# Paph. adductum flask (!!)



## orchidman77 (Apr 18, 2016)

I flipped out when I saw this flask for $60 on eBay...I'm so happy to say that the seedlings look great and healthy! I think there are 25 seedlings, some are small but all have good roots and a healthy crown.

Once again, seedling orchiata bark, low light, and high humidity for the first month, and then my normal conditions after that. I use RO water with very low fertilizer rates all the time.












David


----------



## troy (Apr 18, 2016)

These look like hellbound, just send them to me hahaha, curious where and how much was it?


----------



## Mikefallen13 (Apr 18, 2016)

Nice!
I also scored a flask of this species, should get here later this week. Can't wait to watch these grow up!


----------



## troy (Apr 18, 2016)

Where did you get it?


----------



## Justin (Apr 18, 2016)

They look great but it will be a long wait for flowers. I grew a flask in 2006 and fingers crossed for a spike in 2017.


----------



## troy (Apr 18, 2016)

11 years to bloom hhmmmm???


----------



## orchidman77 (Apr 18, 2016)

11 years...ugh...I'm glad I'm young!

Flask was offered on eBay from the vendor "orchidspeed" - I believe her company is named Orchid Trading Company and has been growing/propagating slippers for 25 years. Great buying experience!

David


----------



## ehanes7612 (Apr 18, 2016)

orchidman77 said:


> 11 years...ugh...I'm glad I'm young!
> 
> Flask was offered on eBay from the vendor "orchidspeed" - I believe her company is named Orchid Trading Company and has been growing/propagating slippers for 25 years. Great buying experience!
> 
> David



Orchidspeed is awesome


----------



## Ozpaph (Apr 19, 2016)

A bargain if true to label. Where does the flask/parents originate from? (?not the reseller). thanks


----------



## orchidman77 (Apr 19, 2016)

Ozpaph said:


> A bargain if true to label. Where does the flask/parents originate from? (?not the reseller). thanks



Orchid trading company's own plants were the parents. They are an in-house growing/flashing company. I inquired as to these plants' parentage and was told that both parents were jungle-collected and grown for 25 years. 

David


----------



## Ozpaph (Apr 20, 2016)

interesting. Do they have photos of the parents?


----------



## orchidman77 (Apr 20, 2016)

I'm sure I could get photos if I asked.


----------



## Mikefallen13 (Apr 21, 2016)

Just potted up my flask, the seedlings look very healthy with well developed roots which is really nice. i have them positioned in a nice shady spot in my enclosed growspace. Here's a phone pic of the seedlings potted, I counted 25 of them.

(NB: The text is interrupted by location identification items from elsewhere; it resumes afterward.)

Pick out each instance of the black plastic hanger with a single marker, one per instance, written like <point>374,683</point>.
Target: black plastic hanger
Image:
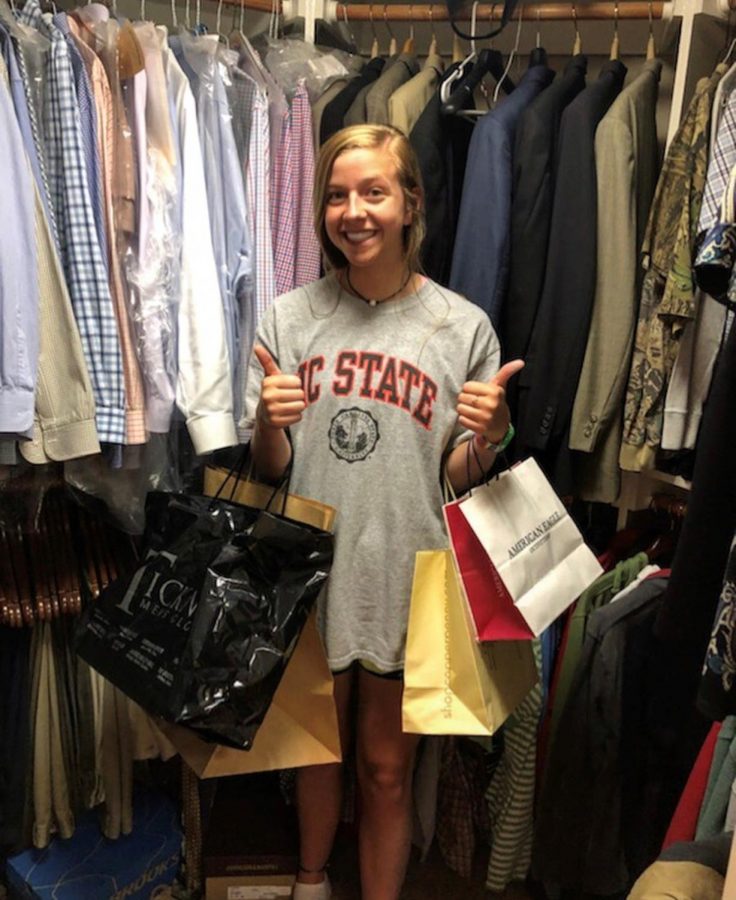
<point>489,62</point>
<point>538,56</point>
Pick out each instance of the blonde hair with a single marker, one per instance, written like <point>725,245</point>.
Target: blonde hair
<point>396,144</point>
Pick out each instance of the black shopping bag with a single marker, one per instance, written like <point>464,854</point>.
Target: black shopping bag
<point>201,632</point>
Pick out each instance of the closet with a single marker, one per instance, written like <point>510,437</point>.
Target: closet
<point>688,36</point>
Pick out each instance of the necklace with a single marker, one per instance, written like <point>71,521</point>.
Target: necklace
<point>370,301</point>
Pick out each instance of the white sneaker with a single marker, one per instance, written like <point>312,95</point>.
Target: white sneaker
<point>322,891</point>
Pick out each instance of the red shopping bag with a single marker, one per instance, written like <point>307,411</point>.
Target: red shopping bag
<point>494,615</point>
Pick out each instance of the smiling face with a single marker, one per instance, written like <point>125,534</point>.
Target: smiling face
<point>366,210</point>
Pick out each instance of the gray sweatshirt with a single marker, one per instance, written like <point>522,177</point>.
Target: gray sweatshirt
<point>382,385</point>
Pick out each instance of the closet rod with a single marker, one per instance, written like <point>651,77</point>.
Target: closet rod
<point>258,5</point>
<point>437,12</point>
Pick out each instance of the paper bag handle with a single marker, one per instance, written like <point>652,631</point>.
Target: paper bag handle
<point>237,470</point>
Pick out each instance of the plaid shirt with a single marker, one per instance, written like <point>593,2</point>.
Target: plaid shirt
<point>89,129</point>
<point>258,184</point>
<point>283,220</point>
<point>81,256</point>
<point>36,132</point>
<point>307,255</point>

It will be exciting to watch these grow up.


----------



## orchidman77 (Apr 21, 2016)

Those look great, Mike! Best of luck!

David


----------



## Kawarthapine (Apr 25, 2016)

Very nice and well graded!


----------



## SlipperFan (Apr 25, 2016)

They look really good!


----------



## phraggy (Apr 26, 2016)

Looking very nice Mike.

Ed


----------